Self-driving cars will materially change the livability of our cities. We may not have great public transport, but our roads are relatively high quality. Did you know there are two Kiwis (Dave from Nuro and Alex from Wayve) that have raised >$1b for self-driving technology?

The list goes on.

 

3. Global trends will amplify New Zealand’s potential. A key trend is the increasing mobility of world-leading businesspeople. This is enabled in part by #2/ the shift to virtual commerce. Families and individuals with resources can choose where they live – and it’s not a surprise many are choosing a beautiful, politically-stable, English speaking, and vibrant country like New Zealand. Larry Page (Google), Pierre Omidyar (eBay), James & Suzie Cameron (Titanic/ Avatar), and many others are spending time and investing money in New Zealand. In doing so, they are normalising the concept of a living and working on a remote island. Many others are following in their footsteps.

So, New Zealand has the ambitions, capital, and talent to build global companies. Any additional capital, resources, and talent needed is getting easier to access from around the globe.

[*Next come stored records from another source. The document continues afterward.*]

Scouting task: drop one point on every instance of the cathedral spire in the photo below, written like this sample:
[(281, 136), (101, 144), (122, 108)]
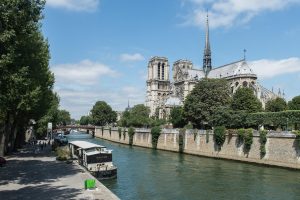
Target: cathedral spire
[(207, 52)]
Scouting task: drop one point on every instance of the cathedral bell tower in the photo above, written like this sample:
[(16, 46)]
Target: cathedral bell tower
[(158, 83), (207, 52)]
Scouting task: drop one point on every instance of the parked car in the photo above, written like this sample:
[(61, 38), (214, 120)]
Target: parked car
[(2, 161)]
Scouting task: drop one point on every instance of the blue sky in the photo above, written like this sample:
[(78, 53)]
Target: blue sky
[(100, 48)]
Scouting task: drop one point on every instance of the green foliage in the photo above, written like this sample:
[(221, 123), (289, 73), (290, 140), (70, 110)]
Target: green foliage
[(244, 99), (131, 133), (155, 132), (246, 136), (64, 117), (294, 104), (124, 133), (63, 153), (207, 136), (297, 139), (231, 132), (225, 116), (189, 126), (26, 81), (138, 116), (275, 119), (181, 140), (102, 114), (241, 134), (219, 135), (120, 132), (206, 97), (176, 117), (85, 120), (195, 134), (248, 139), (276, 105), (263, 141), (157, 122)]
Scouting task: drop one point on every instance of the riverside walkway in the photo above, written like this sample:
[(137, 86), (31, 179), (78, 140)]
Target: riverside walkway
[(31, 174)]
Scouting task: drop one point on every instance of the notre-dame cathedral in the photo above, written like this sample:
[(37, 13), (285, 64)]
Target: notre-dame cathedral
[(162, 94)]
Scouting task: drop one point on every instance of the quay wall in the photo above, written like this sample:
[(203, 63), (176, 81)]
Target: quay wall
[(281, 148)]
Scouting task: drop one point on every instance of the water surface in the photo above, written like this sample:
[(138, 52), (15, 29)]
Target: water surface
[(149, 174)]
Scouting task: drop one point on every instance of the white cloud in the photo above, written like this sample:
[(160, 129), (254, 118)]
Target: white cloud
[(225, 13), (270, 68), (85, 72), (80, 85), (75, 5), (131, 57)]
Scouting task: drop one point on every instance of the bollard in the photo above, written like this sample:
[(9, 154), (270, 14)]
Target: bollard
[(89, 184)]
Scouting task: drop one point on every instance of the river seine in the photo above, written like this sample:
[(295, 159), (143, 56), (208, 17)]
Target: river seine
[(149, 174)]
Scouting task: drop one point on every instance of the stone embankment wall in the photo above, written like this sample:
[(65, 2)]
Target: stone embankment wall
[(281, 148)]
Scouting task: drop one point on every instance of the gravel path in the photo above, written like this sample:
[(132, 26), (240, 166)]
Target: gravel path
[(35, 174)]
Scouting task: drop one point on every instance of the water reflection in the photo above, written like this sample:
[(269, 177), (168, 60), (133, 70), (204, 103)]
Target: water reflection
[(149, 174)]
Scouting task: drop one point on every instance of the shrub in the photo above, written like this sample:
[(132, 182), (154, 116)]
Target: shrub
[(241, 134), (230, 133), (248, 139), (124, 133), (219, 135), (181, 141), (131, 134), (263, 141), (188, 126), (63, 153), (155, 133), (297, 139), (207, 136), (195, 134), (120, 133)]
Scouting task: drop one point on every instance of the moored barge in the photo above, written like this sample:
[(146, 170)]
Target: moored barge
[(95, 158)]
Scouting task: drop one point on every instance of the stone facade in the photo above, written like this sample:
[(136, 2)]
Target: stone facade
[(163, 94), (281, 148)]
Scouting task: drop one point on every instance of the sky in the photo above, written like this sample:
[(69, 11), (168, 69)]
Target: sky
[(100, 48)]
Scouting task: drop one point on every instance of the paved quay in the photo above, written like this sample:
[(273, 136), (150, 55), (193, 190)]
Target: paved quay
[(32, 174)]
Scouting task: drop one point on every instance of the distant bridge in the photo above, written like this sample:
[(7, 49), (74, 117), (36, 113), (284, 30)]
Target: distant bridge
[(86, 127)]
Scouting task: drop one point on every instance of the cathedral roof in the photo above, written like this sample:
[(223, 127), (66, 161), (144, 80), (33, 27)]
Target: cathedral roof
[(195, 73), (235, 69), (239, 68), (173, 101)]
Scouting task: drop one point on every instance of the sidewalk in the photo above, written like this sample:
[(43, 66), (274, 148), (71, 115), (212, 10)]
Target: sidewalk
[(31, 174)]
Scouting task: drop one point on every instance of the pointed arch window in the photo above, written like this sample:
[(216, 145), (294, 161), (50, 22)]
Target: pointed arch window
[(158, 71), (163, 71)]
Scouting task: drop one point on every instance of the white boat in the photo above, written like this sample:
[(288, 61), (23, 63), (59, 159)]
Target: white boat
[(95, 158), (75, 134)]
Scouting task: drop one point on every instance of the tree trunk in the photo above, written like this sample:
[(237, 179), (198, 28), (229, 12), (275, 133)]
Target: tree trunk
[(2, 141)]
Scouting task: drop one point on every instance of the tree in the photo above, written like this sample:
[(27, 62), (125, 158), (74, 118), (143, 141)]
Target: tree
[(64, 117), (244, 99), (102, 114), (276, 105), (294, 104), (85, 120), (207, 96), (177, 118), (26, 81), (225, 116)]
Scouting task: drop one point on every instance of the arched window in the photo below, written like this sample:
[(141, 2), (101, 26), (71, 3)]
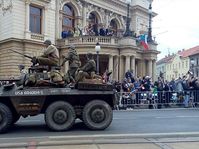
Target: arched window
[(68, 18), (93, 18), (113, 26)]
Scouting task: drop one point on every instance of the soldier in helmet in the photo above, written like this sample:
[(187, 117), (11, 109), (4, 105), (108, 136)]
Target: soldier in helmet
[(50, 56), (74, 63), (88, 70)]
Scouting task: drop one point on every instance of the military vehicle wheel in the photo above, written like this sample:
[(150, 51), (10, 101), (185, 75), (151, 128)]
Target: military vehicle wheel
[(97, 115), (5, 118), (15, 118), (60, 116)]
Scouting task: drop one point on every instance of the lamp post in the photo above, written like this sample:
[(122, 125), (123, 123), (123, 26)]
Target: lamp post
[(128, 32), (97, 49), (149, 38), (192, 65)]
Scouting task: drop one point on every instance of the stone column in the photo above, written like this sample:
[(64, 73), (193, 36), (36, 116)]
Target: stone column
[(115, 70), (154, 71), (84, 12), (45, 24), (133, 64), (121, 68), (27, 30), (110, 63), (66, 67), (150, 68), (127, 63), (57, 29)]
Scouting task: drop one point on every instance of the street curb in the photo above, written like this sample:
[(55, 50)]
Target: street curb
[(108, 139)]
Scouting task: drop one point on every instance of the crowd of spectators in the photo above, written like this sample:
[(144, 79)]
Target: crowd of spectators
[(180, 90)]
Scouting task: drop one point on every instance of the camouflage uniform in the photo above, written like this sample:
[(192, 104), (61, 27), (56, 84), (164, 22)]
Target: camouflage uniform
[(88, 70), (74, 63), (50, 56)]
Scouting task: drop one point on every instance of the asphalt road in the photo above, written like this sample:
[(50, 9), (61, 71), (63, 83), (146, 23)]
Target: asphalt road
[(125, 123)]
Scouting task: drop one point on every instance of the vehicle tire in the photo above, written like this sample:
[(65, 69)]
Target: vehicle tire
[(5, 118), (97, 115), (15, 118), (60, 116)]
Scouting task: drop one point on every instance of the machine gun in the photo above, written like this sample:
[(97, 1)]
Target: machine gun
[(33, 59)]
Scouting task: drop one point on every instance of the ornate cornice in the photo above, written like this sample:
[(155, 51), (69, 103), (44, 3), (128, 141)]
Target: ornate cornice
[(6, 5)]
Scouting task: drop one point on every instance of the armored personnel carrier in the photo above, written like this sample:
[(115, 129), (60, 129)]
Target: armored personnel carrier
[(90, 101)]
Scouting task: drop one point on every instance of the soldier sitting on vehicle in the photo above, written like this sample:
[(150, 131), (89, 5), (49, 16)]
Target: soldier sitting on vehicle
[(88, 70), (49, 62), (74, 64), (50, 55)]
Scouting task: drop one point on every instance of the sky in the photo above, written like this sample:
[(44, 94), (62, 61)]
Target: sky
[(176, 26)]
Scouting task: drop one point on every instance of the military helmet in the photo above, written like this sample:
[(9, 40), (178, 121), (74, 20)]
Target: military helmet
[(89, 55), (47, 42), (21, 67)]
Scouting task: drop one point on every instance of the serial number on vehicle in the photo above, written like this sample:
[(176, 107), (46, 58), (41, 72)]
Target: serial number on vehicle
[(28, 92)]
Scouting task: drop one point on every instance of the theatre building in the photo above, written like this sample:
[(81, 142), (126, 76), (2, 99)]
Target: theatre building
[(26, 24)]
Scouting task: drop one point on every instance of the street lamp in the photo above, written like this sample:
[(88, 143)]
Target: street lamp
[(192, 61), (97, 49), (128, 32), (149, 38)]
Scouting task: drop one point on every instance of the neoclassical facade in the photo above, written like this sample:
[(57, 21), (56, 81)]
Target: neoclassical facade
[(25, 24)]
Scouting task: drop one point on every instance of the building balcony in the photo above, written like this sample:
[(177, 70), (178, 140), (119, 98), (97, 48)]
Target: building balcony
[(92, 40)]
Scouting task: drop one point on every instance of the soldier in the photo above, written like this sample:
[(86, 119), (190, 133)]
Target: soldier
[(74, 63), (50, 56), (88, 70)]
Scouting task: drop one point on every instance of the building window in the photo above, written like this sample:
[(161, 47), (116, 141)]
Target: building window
[(113, 27), (35, 19), (68, 21)]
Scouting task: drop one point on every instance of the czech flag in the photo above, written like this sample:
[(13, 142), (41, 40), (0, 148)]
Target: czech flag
[(143, 41)]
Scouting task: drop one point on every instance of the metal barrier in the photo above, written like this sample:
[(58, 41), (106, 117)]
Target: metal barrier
[(158, 100)]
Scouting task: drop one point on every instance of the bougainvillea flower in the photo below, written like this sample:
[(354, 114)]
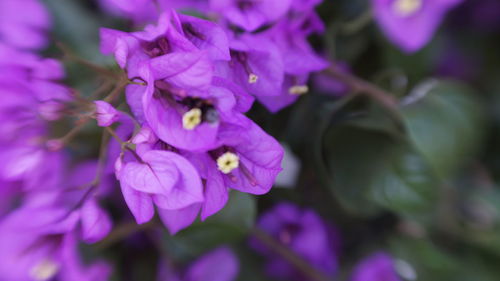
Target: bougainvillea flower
[(249, 160), (411, 24), (256, 65), (38, 244), (377, 267), (206, 35), (169, 55), (161, 177), (190, 120), (220, 264), (106, 114), (305, 233), (26, 29), (251, 14)]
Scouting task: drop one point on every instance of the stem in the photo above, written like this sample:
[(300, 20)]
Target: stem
[(359, 85), (68, 54), (290, 256), (122, 231), (73, 132), (117, 90), (115, 136)]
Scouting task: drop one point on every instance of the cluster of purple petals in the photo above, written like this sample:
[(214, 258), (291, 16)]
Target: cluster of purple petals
[(41, 222), (259, 46), (317, 242), (193, 82)]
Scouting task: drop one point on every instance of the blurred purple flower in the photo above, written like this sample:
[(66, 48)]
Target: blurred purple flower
[(24, 23), (37, 243), (106, 114), (305, 233), (377, 267), (218, 265), (251, 14), (411, 24)]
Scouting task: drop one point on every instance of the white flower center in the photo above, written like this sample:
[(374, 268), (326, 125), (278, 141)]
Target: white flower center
[(406, 8), (252, 78), (44, 270), (191, 119), (298, 90), (227, 162)]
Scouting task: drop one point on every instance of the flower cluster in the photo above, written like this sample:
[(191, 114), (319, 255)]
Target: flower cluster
[(195, 79)]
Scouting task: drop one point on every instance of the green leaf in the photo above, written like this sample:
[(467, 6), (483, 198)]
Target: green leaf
[(371, 169), (445, 126), (230, 225)]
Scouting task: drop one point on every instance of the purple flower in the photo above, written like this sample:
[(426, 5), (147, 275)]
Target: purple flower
[(410, 24), (162, 50), (28, 84), (249, 160), (23, 23), (218, 265), (162, 178), (256, 65), (106, 114), (38, 244), (305, 233), (251, 14), (189, 120), (377, 267)]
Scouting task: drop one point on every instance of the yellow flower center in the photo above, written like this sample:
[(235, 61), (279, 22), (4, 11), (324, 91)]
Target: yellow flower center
[(252, 78), (191, 119), (227, 162), (298, 90), (405, 8), (44, 270)]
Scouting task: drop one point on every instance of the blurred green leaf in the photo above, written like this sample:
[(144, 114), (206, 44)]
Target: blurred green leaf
[(370, 169), (228, 226), (445, 126)]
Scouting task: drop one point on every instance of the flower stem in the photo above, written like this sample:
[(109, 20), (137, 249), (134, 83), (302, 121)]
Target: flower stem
[(68, 54), (359, 85)]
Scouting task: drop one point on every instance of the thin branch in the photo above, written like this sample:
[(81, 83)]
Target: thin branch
[(68, 54), (290, 256), (358, 85)]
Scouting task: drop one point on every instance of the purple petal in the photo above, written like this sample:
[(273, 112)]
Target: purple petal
[(186, 70), (188, 189), (157, 175), (140, 204), (218, 265), (176, 220), (106, 114), (96, 223)]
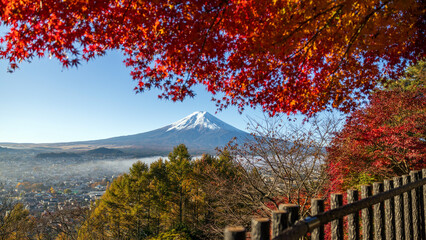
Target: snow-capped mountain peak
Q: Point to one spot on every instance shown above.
(200, 120)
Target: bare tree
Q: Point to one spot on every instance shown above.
(284, 162)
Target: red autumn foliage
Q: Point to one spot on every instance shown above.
(384, 139)
(284, 55)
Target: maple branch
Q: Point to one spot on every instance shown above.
(205, 38)
(363, 23)
(301, 24)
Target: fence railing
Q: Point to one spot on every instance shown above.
(394, 209)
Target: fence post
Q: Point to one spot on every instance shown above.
(367, 215)
(399, 214)
(353, 219)
(293, 212)
(414, 175)
(424, 204)
(378, 212)
(389, 217)
(279, 222)
(408, 230)
(336, 200)
(235, 233)
(260, 229)
(317, 206)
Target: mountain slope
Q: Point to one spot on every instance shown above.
(199, 131)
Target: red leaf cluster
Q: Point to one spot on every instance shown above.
(386, 138)
(283, 55)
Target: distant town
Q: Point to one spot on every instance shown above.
(46, 182)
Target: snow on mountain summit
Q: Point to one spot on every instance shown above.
(200, 120)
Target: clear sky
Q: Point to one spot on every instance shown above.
(42, 103)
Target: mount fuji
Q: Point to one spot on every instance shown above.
(200, 132)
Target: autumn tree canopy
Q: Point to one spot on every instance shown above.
(282, 55)
(385, 138)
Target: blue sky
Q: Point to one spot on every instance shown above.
(41, 103)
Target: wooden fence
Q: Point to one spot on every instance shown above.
(394, 209)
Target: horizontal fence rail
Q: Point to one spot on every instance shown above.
(394, 209)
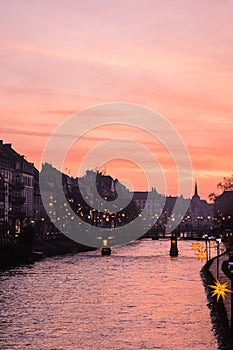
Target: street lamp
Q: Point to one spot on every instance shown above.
(206, 246)
(230, 266)
(218, 241)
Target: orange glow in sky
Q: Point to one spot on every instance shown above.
(175, 57)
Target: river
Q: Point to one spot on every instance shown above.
(138, 298)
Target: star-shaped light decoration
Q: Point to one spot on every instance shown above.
(220, 290)
(197, 246)
(202, 255)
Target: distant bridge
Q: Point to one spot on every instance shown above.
(185, 233)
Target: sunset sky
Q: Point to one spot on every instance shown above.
(175, 57)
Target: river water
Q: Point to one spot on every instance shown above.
(138, 298)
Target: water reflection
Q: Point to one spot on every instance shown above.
(138, 298)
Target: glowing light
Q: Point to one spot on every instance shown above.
(219, 289)
(202, 255)
(197, 246)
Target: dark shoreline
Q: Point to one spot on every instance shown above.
(14, 254)
(218, 313)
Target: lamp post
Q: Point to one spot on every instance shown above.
(230, 266)
(206, 246)
(218, 241)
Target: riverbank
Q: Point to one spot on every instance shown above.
(14, 254)
(219, 311)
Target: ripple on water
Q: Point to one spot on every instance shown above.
(139, 298)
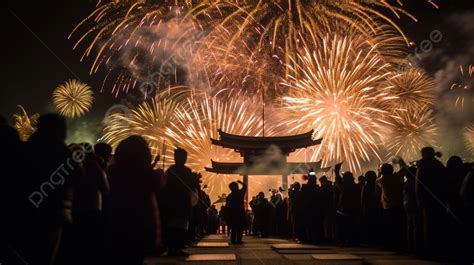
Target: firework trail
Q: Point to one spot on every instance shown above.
(469, 138)
(133, 37)
(150, 120)
(25, 124)
(340, 93)
(464, 86)
(73, 98)
(409, 132)
(414, 90)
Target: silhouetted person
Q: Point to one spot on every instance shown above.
(90, 194)
(133, 217)
(328, 208)
(456, 172)
(213, 220)
(235, 207)
(370, 208)
(391, 184)
(349, 206)
(431, 195)
(103, 152)
(50, 173)
(177, 203)
(296, 211)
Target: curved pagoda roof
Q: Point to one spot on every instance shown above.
(240, 142)
(285, 168)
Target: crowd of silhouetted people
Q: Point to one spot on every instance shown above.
(79, 204)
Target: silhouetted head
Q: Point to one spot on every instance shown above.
(103, 150)
(386, 169)
(133, 150)
(347, 177)
(233, 186)
(454, 162)
(297, 186)
(52, 126)
(180, 156)
(370, 177)
(429, 153)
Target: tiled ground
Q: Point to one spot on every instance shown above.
(256, 251)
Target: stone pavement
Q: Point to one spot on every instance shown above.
(271, 251)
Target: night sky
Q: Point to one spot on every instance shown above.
(35, 65)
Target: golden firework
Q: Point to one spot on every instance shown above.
(25, 124)
(409, 132)
(414, 89)
(339, 92)
(73, 98)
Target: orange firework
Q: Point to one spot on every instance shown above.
(339, 92)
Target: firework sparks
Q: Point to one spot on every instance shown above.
(25, 124)
(410, 132)
(73, 98)
(339, 92)
(414, 90)
(464, 85)
(199, 120)
(149, 119)
(469, 138)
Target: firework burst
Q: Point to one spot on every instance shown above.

Do we have the scale and infrastructure equivalent to much larger countries? No. Is that really what matters these days? Apple is Designed in California. They tap into global resources and capabilities to get their products built and in the hands of customers. Who knew that billions of Apple devices have been shipped with wireless power technologies that are still today developed in the Wynyard Quarter?

We are looking forward to playing a part in the next wave of New Zealand success stories and massively appreciate Pie’s support to do so.